As the vice rector of UNAM, she is responsible e.g. for human resources, economy and information technology and the buildings of the university.

== Books published ==
In 1997, she published a book titled "The Price of Freedom", which is a story of an escape from a violence which ruptured a child's sense that adults provide security, of an education obtained in The Gambia and Finland, of how friends and leaders in the camps replaced her extended family. The price of freedom is Ellen's biography of her journey as a refugee and a returner to her newly independent country. This book has been used in the University of Namibia for the English Access for years.
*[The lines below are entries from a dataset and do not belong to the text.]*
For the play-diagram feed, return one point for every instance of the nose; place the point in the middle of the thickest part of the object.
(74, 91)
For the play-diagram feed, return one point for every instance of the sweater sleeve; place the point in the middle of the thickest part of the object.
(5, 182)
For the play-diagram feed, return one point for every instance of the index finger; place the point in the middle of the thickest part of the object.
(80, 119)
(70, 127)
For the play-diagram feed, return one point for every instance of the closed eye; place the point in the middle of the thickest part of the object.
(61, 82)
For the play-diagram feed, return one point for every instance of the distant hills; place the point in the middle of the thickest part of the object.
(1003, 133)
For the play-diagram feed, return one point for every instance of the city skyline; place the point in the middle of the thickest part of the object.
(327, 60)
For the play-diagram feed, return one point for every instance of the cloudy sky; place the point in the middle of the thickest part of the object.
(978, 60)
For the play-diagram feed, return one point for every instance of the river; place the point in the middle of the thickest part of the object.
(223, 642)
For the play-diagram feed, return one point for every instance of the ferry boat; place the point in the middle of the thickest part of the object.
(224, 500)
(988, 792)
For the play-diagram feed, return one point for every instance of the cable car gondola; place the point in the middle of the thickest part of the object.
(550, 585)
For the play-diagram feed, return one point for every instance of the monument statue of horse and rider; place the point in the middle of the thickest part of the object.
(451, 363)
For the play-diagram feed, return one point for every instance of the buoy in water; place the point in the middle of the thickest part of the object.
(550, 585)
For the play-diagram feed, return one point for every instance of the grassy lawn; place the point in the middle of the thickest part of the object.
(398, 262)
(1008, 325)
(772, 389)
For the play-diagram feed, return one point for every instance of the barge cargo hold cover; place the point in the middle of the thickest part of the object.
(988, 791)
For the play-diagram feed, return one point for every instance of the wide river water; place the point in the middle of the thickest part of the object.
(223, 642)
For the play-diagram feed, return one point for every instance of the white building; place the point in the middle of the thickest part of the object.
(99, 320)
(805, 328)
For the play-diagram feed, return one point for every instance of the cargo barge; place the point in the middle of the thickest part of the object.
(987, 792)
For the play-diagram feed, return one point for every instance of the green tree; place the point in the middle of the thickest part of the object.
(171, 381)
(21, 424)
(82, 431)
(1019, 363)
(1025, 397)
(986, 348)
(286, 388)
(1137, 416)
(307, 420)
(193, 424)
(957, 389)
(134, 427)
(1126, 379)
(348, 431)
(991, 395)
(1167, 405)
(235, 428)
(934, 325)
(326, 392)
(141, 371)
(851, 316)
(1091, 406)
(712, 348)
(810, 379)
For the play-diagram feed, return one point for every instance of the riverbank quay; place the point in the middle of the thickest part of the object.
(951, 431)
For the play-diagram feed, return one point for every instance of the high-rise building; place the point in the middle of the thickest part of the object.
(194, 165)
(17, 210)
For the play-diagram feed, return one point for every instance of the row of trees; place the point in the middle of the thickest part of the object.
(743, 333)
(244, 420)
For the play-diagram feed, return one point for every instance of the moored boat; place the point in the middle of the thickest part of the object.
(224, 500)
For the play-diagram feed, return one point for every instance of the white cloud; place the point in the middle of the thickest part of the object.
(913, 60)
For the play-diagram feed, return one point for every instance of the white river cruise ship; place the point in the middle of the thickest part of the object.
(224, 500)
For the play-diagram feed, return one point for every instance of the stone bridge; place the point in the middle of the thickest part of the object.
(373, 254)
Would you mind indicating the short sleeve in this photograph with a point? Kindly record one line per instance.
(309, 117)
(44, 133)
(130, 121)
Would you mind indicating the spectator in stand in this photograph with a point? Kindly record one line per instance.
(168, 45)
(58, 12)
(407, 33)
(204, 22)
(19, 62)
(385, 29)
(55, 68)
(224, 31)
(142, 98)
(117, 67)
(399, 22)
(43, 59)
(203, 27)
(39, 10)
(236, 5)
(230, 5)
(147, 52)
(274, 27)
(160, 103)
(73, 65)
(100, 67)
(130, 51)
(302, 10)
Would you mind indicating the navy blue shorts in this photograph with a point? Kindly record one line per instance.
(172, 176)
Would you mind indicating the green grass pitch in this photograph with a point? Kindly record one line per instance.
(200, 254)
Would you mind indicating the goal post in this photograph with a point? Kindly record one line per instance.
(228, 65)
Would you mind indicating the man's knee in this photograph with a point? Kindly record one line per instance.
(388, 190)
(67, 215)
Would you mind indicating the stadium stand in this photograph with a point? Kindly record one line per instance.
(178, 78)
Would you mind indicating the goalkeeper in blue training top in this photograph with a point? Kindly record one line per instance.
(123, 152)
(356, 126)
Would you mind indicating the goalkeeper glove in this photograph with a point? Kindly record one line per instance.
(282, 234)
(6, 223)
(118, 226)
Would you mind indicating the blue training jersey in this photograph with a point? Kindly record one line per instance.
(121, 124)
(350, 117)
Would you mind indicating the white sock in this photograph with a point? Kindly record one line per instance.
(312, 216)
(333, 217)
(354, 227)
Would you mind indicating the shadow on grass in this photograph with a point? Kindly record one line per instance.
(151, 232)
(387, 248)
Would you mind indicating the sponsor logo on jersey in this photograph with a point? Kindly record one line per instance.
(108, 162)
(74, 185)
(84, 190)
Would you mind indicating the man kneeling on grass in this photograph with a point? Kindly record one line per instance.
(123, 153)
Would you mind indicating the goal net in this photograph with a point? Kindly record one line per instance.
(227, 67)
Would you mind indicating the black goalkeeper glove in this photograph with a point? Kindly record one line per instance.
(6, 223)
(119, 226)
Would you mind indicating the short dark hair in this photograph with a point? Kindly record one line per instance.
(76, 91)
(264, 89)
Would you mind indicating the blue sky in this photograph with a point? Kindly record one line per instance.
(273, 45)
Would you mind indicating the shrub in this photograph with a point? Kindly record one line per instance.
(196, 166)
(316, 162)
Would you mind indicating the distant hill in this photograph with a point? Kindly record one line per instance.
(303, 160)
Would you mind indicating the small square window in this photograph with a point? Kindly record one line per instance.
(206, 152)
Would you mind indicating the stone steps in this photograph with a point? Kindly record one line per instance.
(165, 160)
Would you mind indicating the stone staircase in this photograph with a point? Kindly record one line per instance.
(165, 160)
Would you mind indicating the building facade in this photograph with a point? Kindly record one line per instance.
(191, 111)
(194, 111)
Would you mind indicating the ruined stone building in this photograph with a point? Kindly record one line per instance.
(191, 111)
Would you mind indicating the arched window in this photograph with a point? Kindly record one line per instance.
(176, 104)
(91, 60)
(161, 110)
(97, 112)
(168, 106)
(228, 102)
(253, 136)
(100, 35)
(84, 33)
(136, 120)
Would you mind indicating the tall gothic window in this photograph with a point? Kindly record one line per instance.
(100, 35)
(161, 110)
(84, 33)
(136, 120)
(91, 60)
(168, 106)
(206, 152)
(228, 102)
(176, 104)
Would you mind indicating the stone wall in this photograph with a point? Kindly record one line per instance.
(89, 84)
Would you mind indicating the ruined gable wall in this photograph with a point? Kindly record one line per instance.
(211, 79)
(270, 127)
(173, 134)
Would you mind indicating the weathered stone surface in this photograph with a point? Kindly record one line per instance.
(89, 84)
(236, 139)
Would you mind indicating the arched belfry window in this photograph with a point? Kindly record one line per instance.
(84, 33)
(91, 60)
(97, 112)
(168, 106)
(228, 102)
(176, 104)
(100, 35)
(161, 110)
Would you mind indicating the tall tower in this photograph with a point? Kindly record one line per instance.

In 2005, she again published a book titled "Kaxumba KaNdola" which is a biography of Namibian political activist and founding member of SWAPO. In 2009 she published "Tears of Courage: Five Mothers Five Stories One Victory "

== Awards, honors and recognition ==

- Ellen won a Mbapira award in 1997 for the Price of Freedom book and also another Mbapira award in 1998 for writing Kaxumba Kandola Man and Myth.
- This year (2024), Prof. Ellen Ndeshi Namhila was recognized for her pivotal role of hosting the first SCECSAL Conference of 2000 which was held in Namibia. Furthermore, this award was in recognition of the significant contributions made to the growth and expansion of SCECSAL in Namibia.